Raymond studied her for a moment. Then he said, Oh. He paused. Well. I’m getting old. I’m slow on the uptake. And then he couldn’t think what more there might be to say. He stood up beside his brother. He looked past Maggie, out across the room. I reckon we can go, he said. We thank you for your kindly help, Maggie Jones.

They went out of her house into the cold again and drove off. At home they put on their canvas coveralls and went out in the dark, carrying a lantern to the calf shed where they’d penned up a heifer they’d noticed was showing springy. She was one of the two-year-olds. They’d noticed her bag had begun to show tight too. So they had brought her into the three-sided shed next to the work corrals the day before.

Now when they stepped through the gate, holding the lantern aloft under the pole roof, they could see she wasn’t right. She faced them across the bright straw and frozen ground, humped up, her tail lifted straight out, her eyes wide and nervous. She took a couple of quick jittery steps. Then they saw that the calf bed was pushed out of her, hanging against her back legs, high up beneath her tail, and there was one pink hoof protruded from the prolapsed uterus. The heifer stepped away, taking painful little steps, humped up, moving toward the back wall, the hoof of her unborn calf sticking out from behind her as though it were mounted in dirty burlap.

They got a rope around the heifer’s neck, made a quick halter of it and snugged her tight to the shed wall. Then Harold took off his mittens and pushed at the hoof for a long time until he was able to move it back inside, and then he went inside with his hand and felt of her and tried to position the calf’s head between the two front feet as it was supposed to be, but the head wasn’t right and the calf would not come. The little heifer was worn out now. Her head hung down and her back was humped. She stood and moaned. There was nothing to do but use the calf chain. They put the loops inside the heifer over the unborn calf’s legs above the hocks, then fit the U-shaped piece against the heifer’s hindquarters, and began to jack the calf out. Ratcheting it out of her. The heifer was pulled against the rope around her neck and head and she moaned in harsh pants and once raised her head to bawl, her eyes rolled back to white in terror. Then the calf’s head came out with the front legs and suddenly the whole calf dropped heavily, slick and wet, and they caught it and wiped its nose clean and checked its mouth for air passage. They put the calf down in the straw. For the next hour, while the heifer stood panting and groaning they cleaned the prolapsed uterus and pushed it back inside of her and then sewed her up with heavy thread. Afterward they shot her with penicillin and stood the calf up and pointed it toward the heifer’s bag. The heifer sniffed at the calf and roused a little and began to lick at it. The calf bumped at her and started to suck.

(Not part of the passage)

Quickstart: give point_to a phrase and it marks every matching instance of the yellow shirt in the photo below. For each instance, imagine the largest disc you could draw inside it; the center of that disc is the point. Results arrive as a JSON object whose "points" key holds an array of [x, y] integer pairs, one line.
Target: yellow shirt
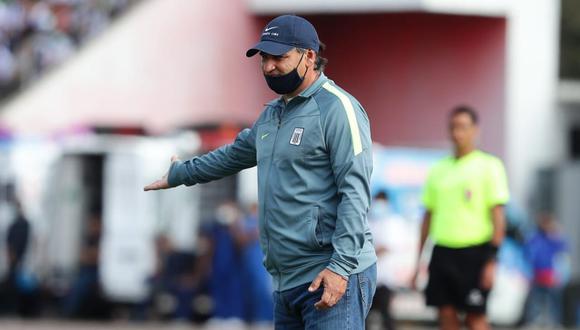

By now it was after midnight. It was cold and bleak outside the shed and utterly quiet. Overhead, the stars in the unclouded sky looked as cold and arctic as ice.

They came back into the house without yet removing their canvas coveralls and sat spent and bloody at the wood table in the kitchen.

You think she’s going to be all right? Raymond said.

She’s young. She’s strong and healthy. But you don’t ever know what might could happen. You can’t tell.

No. You can’t tell. You don’t know how she is. You don’t even know where he might of took her for sure.

He might of landed her in Pueblo or Walsenburg. Or some other place besides Denver. You can’t never tell.

I’m going to hope she’s all right, Raymond said.

I hope it, said Harold.

They went upstairs. They lay down in bed in the dark and could not sleep but lay awake across the hall from each other, thinking about her, and felt how the house was changed now, how it seemed all of a sudden so lonesome and empty.